Fux está lendo seu voto nesta quarta (10), na sexta sessão do julgamento do chamado “núcleo 1” ou “crucial”. A análise da ação penal começou na terça (9) com os votos de condenação pelo relator, Alexandre de Moraes, e por Flávio Dino.

O ministro já havia sinalizado, na véspera, que iria divergir de Moraes em alguns pontos das chamadas “preliminares”, que são questionamentos feitos pelas defesas dos réus, entre elas a competência do STF em julgar Bolsonaro.
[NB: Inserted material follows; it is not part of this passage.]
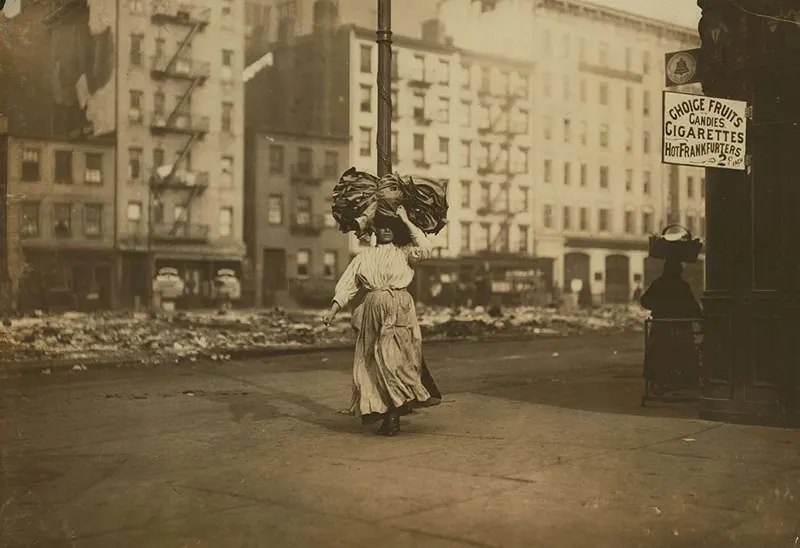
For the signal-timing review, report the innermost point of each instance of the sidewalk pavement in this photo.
(536, 445)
O mesmo questionamento foi feito durante o recebimento da denúncia em março, em que foi o único voto vencido entre os cinco integrantes da Primeira Turma.

“Com as vênias de suas excelências e o dedicado relator, meu voto é no sentido de reafirmar a jurisprudência desta Corte, concluo assim pela incompetência absoluta para julgamento deste processo, na medida que os denunciados já haviam perdido seus cargos. […] Impõe-se a declaração de nulidade de todos os atos decisórios praticados”, disse Fux nesta quarta (10) na sessão da manhã.

O julgamento foi interrompido e retomado à tarde para a análise das demais imputações criminais e conclusão do voto.